Präventive Prävention

Warum ich es für bedenklich halte, wenn jemand „nur mein Bestes will“ und dabei „nur an die Kinder denkt“

Mein Kollege Janusz, der aus Polen stammt, seit vielen Jahren in Deutschland lebt und seit etwas weniger vielen Jahren assimiliert eingebürgert ist, sagte mir einmal, dass es in Polen folgendes Sprichwort gibt: „Mit den guten Absichten wird die Hölle gepflastert.“

Ich erinnerte mich an dieses Sprichwort, als ich ein Interview mit Ursula von der Leyen (ja, das ist unsere Bundesfamilienministerin, die auch schon mal Indien zu einem Hort der Kinderpornographie werden lässt) in der Rheinischen Post las. Dort antwortet sie nämlich, nachdem sie zunächst ihr Gesetz zur Sperrung missliebiger Inhalte Zugangserschwerungsgesetz mit dem wie immer originellen Das-Internet-ist-kein-rechtsfreier-Raum-Textbaustein begründete, auf die Frage „Sehen Sie weitere Felder, wo Kinder und Jugendliche im Netz besser geschützt werden müssen?“ mit folgendem:

Ja, bei den sozialen Netzwerken im Internet, die Jugendliche gerne nutzen. Ich möchte gemeinsam mit den Verantwortlichen solcher Kommunikationsforen, aber auch mit der Kompetenz der Jugendlichen einen Verhaltenskodex entwickeln. Es geht um achtsamen und wachen Umgang miteinander. Minderjährige müssen beispielsweise wissen, dass sich Erwachsene mit üblen Absichten in ihre Chats einschleichen können. Sie können soziale Kompetenzen im virtuellen Miteinander ebenso erwerben wie im realen Leben. Mobbing im Netz kann nicht toleriert werden. Respektvoller Umgang muss in Chats, blogs oder Foren so selbstverständlich sein, wie wir das auch im Schulalltag mit Streitschlichtern oder Vertrauenslehrern einfordern.

Bitte kurz sacken lassen!

Einmal davon abgesehen, dass Frau von der Leyen der Begriff Netiquette, der mindestens so alt ist, wie das WWW und für die es sogar ein RFC gibt, wohl total neu ist, passieren hier mehrere bedenkliche Sachen:

  1. Frau von der Leyen stellt das Netz als einen asozialen Ort dar, in dem keine Regeln und kein respektvoller Umgang herrschen.
  2. Frau von der Leyen tut so, als würden die üblen Sachen nur im Netz passieren.
  3. Frau von der Leyen stellt die Situation so dar, als hätte sie als Ministerin allein den Missstand erkannt und würde ihn bekämpfen.
  4. Dazu will sie mit den Verantwortlichen der Kommuniklationsforen und sozialen Netzwerke (das sind die, die es schon einmal abgelehnt haben, sich vor ihren Karren spannen zu lassen) einen „Verhaltenskodex“ entwickeln.
  5. Frau von der Leyen tut also wieder einmal so, als gäbe es keine Gesetze, die derartige Tatbestände nicht schon längst greifen.

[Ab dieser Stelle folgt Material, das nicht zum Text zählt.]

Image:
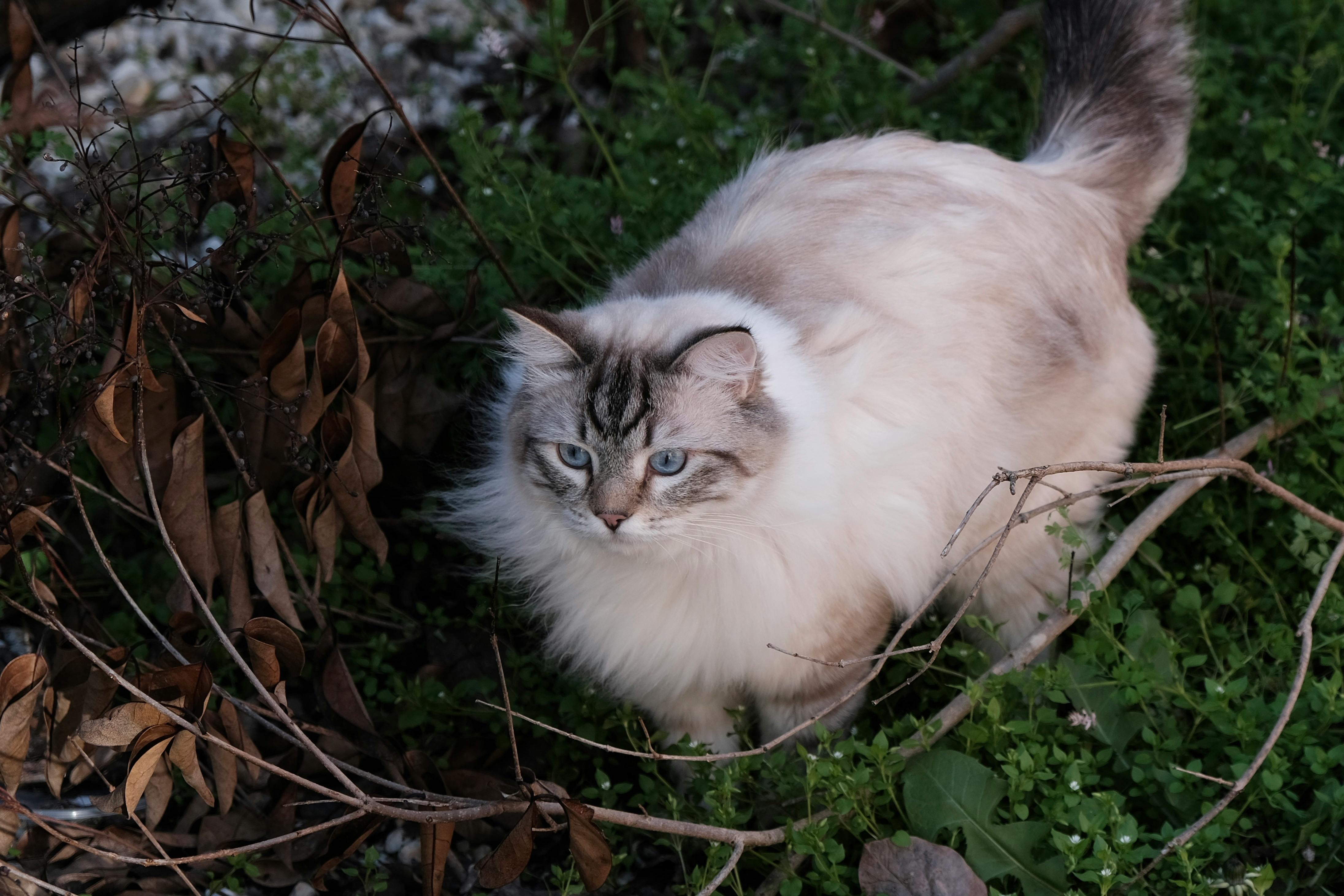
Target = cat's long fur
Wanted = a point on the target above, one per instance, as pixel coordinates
(920, 315)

Respekt. Ich konstruiere ein Problem und biete auch gleich eine Lösung, die rein zufällig in meiner Schublade lag.

Demontage

Die gesamte Argumentation fußt auf der Annahme, dass das Netz ein rechtsfreier Raum sei. Wie allerdings schon an vielen Stellen deutlich angemerkt: „Verglichen mit dem Netz ist das Leben ein rechtsfreier Raum“.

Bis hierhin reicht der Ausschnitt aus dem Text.